Dependent messages can be encoded cheaply

Say you want to transmit a 2-message, a 4-message, and a 256-message to somebody. For example, you might want to tell them which way a coin came up, a cardinal direction, and a letter (encoded as one byte of ASCII text). How many bits of information does it take to transmit those three messages?

At most, it takes 11 bits: One for the coin, two for the direction, and 8 for the ASCII byte. For example, north, A might be encoded as 0001000001, where 0 means “heads”, 00 means “north”, and 10000001 means “A” in ASCII.

But what if the messages depend on each other? What if the way that the cardinal direction was picked was by looking at the coin (such that you always say north if the coin lands heads, and south if the coin lands tails), and then the letter is picked by looking at the direction (such that you always say A for north, B for east, Z for south, and Y for west). Then how many bits does it take to transmit the message north, A? Only one! Why? Because there are now only two possible messages: north, A and south, Z. Given two people who know the links between the three messages, all you need to tell them is how the coin came up, and they can figure out the entire message.

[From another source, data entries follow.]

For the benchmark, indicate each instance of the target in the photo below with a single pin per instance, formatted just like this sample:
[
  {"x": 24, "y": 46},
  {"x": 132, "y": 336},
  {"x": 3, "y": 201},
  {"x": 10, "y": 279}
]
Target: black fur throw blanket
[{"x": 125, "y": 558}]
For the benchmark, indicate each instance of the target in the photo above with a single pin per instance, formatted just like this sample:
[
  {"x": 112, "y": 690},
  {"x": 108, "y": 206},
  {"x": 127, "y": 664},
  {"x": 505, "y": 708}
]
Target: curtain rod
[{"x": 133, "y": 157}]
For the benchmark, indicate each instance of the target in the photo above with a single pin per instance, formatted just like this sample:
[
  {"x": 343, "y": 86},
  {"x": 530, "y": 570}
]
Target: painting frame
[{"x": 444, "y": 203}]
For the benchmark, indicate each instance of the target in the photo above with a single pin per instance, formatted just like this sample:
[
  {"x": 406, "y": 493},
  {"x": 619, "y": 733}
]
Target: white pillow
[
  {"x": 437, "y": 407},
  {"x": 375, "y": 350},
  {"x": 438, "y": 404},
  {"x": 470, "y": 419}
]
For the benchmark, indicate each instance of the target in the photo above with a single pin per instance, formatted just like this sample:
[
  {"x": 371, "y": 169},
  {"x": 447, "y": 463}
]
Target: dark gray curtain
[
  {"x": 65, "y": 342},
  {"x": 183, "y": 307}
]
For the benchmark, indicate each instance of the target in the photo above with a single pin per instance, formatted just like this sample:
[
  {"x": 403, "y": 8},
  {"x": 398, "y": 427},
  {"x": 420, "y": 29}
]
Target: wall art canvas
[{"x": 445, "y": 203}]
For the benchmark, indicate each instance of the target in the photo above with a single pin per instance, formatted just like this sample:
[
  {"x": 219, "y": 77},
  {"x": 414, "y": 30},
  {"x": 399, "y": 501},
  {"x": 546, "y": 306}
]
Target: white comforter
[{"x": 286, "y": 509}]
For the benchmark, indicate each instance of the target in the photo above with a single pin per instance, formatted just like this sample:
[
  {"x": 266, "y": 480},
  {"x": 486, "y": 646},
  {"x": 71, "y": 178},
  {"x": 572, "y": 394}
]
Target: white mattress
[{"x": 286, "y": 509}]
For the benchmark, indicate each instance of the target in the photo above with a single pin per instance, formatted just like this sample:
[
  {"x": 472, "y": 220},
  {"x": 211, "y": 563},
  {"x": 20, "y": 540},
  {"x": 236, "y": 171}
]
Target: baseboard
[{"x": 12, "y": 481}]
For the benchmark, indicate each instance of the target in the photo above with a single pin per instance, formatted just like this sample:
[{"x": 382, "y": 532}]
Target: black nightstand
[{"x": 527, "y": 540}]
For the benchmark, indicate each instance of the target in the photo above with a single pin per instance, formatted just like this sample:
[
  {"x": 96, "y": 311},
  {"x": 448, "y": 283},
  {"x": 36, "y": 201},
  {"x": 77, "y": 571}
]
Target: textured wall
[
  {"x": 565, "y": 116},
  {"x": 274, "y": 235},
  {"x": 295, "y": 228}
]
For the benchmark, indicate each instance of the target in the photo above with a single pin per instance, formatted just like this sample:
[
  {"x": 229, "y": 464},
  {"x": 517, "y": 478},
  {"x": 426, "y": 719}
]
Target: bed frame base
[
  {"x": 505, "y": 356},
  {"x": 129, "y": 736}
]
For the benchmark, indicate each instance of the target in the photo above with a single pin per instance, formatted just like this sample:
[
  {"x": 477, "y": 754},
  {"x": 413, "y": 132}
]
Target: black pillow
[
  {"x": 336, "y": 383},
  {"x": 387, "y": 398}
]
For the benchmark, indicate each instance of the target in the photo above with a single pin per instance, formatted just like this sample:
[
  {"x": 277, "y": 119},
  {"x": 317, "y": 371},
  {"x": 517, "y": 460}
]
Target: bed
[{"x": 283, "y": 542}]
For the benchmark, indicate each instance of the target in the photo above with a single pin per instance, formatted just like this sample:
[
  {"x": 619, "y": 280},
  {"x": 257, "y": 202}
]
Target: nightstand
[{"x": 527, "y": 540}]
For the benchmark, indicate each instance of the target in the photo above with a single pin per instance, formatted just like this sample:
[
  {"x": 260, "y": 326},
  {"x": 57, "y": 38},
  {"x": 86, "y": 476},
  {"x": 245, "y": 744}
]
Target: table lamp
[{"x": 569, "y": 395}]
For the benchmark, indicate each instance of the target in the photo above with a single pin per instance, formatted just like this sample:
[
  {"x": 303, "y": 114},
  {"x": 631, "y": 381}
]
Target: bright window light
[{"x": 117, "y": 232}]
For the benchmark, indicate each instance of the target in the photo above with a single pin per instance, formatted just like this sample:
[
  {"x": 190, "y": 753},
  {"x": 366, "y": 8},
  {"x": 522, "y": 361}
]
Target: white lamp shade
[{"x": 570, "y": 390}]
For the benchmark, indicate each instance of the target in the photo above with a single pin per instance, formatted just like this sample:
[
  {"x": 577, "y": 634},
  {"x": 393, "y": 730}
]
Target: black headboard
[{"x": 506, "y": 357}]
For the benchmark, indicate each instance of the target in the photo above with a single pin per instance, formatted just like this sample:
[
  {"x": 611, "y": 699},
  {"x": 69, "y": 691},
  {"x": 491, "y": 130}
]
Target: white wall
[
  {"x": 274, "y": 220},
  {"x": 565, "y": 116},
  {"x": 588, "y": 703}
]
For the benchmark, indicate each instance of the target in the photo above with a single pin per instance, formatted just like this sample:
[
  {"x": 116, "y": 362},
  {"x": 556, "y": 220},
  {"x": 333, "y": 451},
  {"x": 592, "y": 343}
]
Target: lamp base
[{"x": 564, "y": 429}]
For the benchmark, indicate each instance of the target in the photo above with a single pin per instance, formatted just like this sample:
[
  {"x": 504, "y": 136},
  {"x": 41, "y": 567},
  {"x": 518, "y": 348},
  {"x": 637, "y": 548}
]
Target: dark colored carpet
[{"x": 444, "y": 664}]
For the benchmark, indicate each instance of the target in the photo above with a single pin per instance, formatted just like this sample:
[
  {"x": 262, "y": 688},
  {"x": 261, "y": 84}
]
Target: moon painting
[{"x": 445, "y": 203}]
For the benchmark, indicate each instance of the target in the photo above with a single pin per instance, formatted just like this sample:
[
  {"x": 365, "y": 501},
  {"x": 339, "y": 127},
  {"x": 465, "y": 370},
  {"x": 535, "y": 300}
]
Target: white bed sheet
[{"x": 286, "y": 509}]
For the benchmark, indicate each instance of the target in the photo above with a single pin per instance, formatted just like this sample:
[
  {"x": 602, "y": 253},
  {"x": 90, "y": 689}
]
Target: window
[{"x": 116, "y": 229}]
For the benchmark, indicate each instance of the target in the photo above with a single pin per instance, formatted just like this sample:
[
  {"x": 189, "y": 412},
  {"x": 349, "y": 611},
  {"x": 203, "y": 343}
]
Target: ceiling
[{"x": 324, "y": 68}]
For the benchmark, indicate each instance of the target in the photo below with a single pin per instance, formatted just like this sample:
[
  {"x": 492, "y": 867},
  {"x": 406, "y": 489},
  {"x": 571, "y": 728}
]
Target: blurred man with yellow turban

Formally, if you want to send multiple messages, and those messages share mutual information, then the amount of information it takes to encode all three messages together is less than the amount of information it takes to encode each one separately. (In fact, the amount of information you can save by encoding them both together is at most the amount of mutual information between them).

Looking at the collection of multiple messages as a single message, this fact is an immediate consequence of the fact that some messages being more likely than others means you can develop more efficient encodings for them.

Alternatively, this fact can be seen as a corollary of the fact that intradependent encodings can be compressed: Given three messages \(m_1, m_2, m_3\) and an encoding scheme \(E\), the encoding \(E(m_1)E(m_2)E(m_3)\) made by simply putting all three encodings together can be interpreted as a single intradependent encoding of the triplet \((m_1, m_2, m_3)\).